Чувствую – я сюда не вернусь… И могила моя будет где-то там, в туманном Альбионе, на каком-нибудь дорогом кладбище. Но что-то подсказывает мне, что не только я – мои дети и внуки тоже не вернутся сюда…
А что им возвращаться… Сын уже надежно осел в Лондоне, он уже не помнит, что такое – жить в России. Внуки ни слова не понимают по-русски, а кому их учить, сын в разъездах, невестка моя только хлопает глазками – йес, сир… вху ар ю тудэй?
И улыбается… они все улыбаются…
А что им Россия… правильно сын говорит, нечего делать в этой России, мы слишком долго добивались того, чтобы в России было нечего делать. Интересно, сколько здесь осталось людей… Странно, что их все еще нельзя пересчитать по пальцам…
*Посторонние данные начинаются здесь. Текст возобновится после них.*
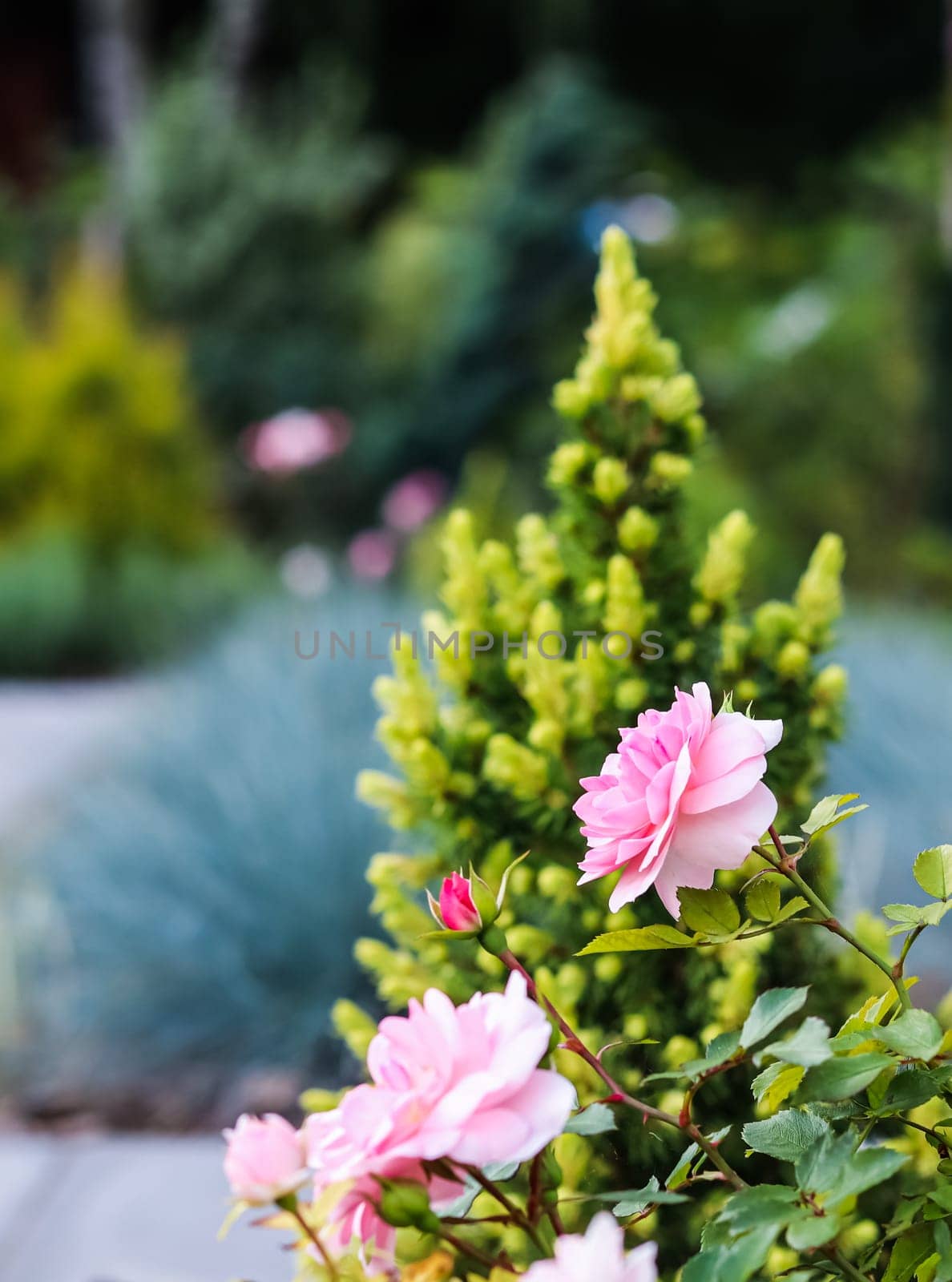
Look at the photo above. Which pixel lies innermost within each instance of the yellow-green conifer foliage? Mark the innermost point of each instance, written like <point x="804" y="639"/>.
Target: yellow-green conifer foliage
<point x="489" y="747"/>
<point x="98" y="435"/>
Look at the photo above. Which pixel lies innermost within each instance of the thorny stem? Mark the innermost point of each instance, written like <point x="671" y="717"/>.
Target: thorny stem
<point x="467" y="1249"/>
<point x="620" y="1096"/>
<point x="516" y="1213"/>
<point x="315" y="1237"/>
<point x="787" y="865"/>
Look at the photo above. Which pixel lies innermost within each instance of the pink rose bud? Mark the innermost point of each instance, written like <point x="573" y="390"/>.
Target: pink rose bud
<point x="264" y="1159"/>
<point x="457" y="907"/>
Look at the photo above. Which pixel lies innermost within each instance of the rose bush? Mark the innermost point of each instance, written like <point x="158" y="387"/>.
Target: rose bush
<point x="729" y="1111"/>
<point x="458" y="1109"/>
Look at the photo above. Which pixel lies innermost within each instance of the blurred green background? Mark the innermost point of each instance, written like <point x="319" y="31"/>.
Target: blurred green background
<point x="277" y="282"/>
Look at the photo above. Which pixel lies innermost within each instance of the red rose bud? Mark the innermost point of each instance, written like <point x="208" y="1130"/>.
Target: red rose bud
<point x="457" y="905"/>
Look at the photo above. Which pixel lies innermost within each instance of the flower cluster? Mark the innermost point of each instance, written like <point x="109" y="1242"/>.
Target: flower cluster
<point x="457" y="1099"/>
<point x="452" y="1085"/>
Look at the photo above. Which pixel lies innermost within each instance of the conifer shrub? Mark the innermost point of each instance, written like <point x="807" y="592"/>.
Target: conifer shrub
<point x="488" y="740"/>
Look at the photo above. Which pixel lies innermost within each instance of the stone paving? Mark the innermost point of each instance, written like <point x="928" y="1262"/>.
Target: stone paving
<point x="123" y="1209"/>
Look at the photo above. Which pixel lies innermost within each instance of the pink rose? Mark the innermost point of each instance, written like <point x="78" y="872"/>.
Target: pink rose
<point x="457" y="909"/>
<point x="598" y="1256"/>
<point x="681" y="798"/>
<point x="458" y="1082"/>
<point x="264" y="1159"/>
<point x="296" y="439"/>
<point x="413" y="500"/>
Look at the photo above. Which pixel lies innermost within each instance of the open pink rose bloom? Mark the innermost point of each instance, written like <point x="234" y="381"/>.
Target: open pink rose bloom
<point x="680" y="799"/>
<point x="457" y="1082"/>
<point x="598" y="1256"/>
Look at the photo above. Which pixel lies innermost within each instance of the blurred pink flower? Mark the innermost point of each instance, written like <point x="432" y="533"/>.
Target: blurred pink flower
<point x="296" y="439"/>
<point x="413" y="500"/>
<point x="373" y="554"/>
<point x="264" y="1158"/>
<point x="457" y="909"/>
<point x="680" y="799"/>
<point x="598" y="1256"/>
<point x="307" y="570"/>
Даже сам себе удивляюсь, как быстро подмял всех под себя – а что удивляться, слишком долго рвал когтями и зубами, слишком долго никого не щадил… Еще в девяностые, когда заказал… Ладно, об этом ни слова… До сих пор кого-то боюсь – хотя мне, самому могущественному человеку в России, бояться нечего…
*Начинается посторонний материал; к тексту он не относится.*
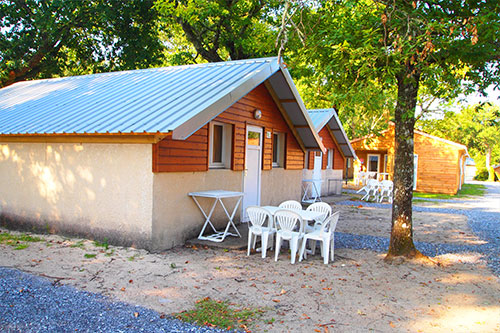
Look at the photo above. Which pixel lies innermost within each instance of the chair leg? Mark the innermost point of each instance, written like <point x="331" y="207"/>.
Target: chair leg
<point x="278" y="246"/>
<point x="263" y="240"/>
<point x="332" y="249"/>
<point x="293" y="247"/>
<point x="302" y="251"/>
<point x="325" y="246"/>
<point x="249" y="241"/>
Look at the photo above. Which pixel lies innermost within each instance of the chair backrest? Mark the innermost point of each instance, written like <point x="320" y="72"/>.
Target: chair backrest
<point x="373" y="183"/>
<point x="329" y="225"/>
<point x="287" y="221"/>
<point x="290" y="204"/>
<point x="387" y="184"/>
<point x="321" y="207"/>
<point x="258" y="216"/>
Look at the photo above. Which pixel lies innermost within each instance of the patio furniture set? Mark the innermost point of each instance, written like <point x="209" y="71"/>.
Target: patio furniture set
<point x="288" y="222"/>
<point x="378" y="190"/>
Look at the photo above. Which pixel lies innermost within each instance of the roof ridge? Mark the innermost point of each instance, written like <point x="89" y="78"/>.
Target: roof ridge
<point x="152" y="69"/>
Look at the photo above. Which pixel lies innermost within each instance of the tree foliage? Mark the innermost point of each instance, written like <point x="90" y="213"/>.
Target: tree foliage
<point x="477" y="127"/>
<point x="221" y="30"/>
<point x="363" y="51"/>
<point x="44" y="38"/>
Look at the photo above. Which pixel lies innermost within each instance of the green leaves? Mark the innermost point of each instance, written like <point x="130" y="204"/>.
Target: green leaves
<point x="49" y="38"/>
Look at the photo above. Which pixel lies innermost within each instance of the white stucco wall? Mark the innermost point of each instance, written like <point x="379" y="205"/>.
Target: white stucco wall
<point x="279" y="185"/>
<point x="89" y="189"/>
<point x="176" y="217"/>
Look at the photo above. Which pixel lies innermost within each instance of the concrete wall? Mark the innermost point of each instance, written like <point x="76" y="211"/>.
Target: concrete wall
<point x="279" y="185"/>
<point x="176" y="218"/>
<point x="93" y="190"/>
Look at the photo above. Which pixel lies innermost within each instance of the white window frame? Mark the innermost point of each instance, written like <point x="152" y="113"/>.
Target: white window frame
<point x="280" y="151"/>
<point x="226" y="146"/>
<point x="329" y="159"/>
<point x="368" y="163"/>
Россия… кажется, что я ее больше не увижу – даже не потому, что не вернусь, а потому, что России уже не будет. Мы слишком долго добивались, чтобы ее не было.
Я слишком долго добивался того, что имею сейчас, – слишком долго шел к этому, теперь сижу в какой-то растерянности, не знаю, что делать дальше. Завтра в четыре утра самолет, а-где-то-лон-дон-ский-дождь… до-бо-ли-до-кри-ка…
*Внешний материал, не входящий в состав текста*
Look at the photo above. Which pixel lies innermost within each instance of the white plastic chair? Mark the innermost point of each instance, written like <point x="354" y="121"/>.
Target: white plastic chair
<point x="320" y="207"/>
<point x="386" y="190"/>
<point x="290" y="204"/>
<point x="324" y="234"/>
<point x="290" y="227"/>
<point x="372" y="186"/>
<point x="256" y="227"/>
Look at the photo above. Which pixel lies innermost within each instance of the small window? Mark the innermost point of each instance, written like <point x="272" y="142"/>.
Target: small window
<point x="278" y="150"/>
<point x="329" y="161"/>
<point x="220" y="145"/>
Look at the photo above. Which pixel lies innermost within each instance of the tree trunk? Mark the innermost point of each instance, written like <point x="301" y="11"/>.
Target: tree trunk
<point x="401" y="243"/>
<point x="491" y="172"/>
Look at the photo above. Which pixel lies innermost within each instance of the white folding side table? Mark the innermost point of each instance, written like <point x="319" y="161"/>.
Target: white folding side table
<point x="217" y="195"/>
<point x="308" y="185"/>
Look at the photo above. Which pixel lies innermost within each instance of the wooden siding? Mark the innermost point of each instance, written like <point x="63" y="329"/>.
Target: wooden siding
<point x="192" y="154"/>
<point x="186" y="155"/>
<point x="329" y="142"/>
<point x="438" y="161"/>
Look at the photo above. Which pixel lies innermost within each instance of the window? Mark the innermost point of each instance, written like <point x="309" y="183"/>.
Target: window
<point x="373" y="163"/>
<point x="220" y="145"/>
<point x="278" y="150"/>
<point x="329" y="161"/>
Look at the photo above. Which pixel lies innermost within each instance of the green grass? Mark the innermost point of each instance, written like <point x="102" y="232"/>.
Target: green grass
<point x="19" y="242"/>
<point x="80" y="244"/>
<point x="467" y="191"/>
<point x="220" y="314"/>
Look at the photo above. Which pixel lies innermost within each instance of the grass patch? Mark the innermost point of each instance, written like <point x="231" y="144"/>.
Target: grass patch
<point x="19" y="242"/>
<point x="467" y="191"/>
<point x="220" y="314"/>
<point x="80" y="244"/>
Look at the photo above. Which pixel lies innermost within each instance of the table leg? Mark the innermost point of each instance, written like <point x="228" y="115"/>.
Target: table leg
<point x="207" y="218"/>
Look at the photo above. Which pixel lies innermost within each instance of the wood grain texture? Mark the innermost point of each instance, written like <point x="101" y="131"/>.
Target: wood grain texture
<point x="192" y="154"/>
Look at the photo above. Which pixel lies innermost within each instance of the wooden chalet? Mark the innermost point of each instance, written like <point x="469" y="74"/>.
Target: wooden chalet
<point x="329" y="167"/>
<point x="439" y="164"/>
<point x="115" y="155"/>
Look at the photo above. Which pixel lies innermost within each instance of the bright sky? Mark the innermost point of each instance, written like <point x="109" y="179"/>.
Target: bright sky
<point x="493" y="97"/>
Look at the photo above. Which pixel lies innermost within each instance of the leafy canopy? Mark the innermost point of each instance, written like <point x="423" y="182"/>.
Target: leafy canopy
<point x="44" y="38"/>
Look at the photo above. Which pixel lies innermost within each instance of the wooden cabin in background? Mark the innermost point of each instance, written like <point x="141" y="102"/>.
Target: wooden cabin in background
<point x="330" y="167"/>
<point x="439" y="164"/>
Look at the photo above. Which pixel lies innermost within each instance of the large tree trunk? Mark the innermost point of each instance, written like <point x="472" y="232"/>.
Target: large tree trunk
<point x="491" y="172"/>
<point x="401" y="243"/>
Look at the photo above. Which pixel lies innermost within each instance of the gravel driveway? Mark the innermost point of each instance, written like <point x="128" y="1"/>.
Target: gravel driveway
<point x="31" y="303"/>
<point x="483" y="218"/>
В голову лезут какие-то мысли – странные, жуткие, неуместные, может, это туманная даль навевает странные думы… Как хорошо было просчитано, высосать, выкачать из этой земли все, что можно, золото, нефть, кровь, прибрать к рукам, уехать – от холода, от снега, от вечной зимы, в которой невозможно жить, поселиться где-нибудь на Лазурном берегу, или в Лондоне, или на Манхэттене, на наш век капитала хватит… Да что на наш век, тут и детям нашим хватит, и внукам…
Я чего боюсь… правнукам нашим уже не хватит, при теперешних запросах, не умеют наши дети денежки считать, не умеют… Дочь за полдня три миллиона тратит, папочка, хорошее платье сейчас меньше лимона не стоит, а колье… а туфли…
Я все думаю, что с нашими правнуками будет… Деньги в оборот пустят? Да не смешите меня, только не они, они и работать-то не умеют… Клубы, тусовки, дочь на сцене поет, и это только первое поколение… а третье…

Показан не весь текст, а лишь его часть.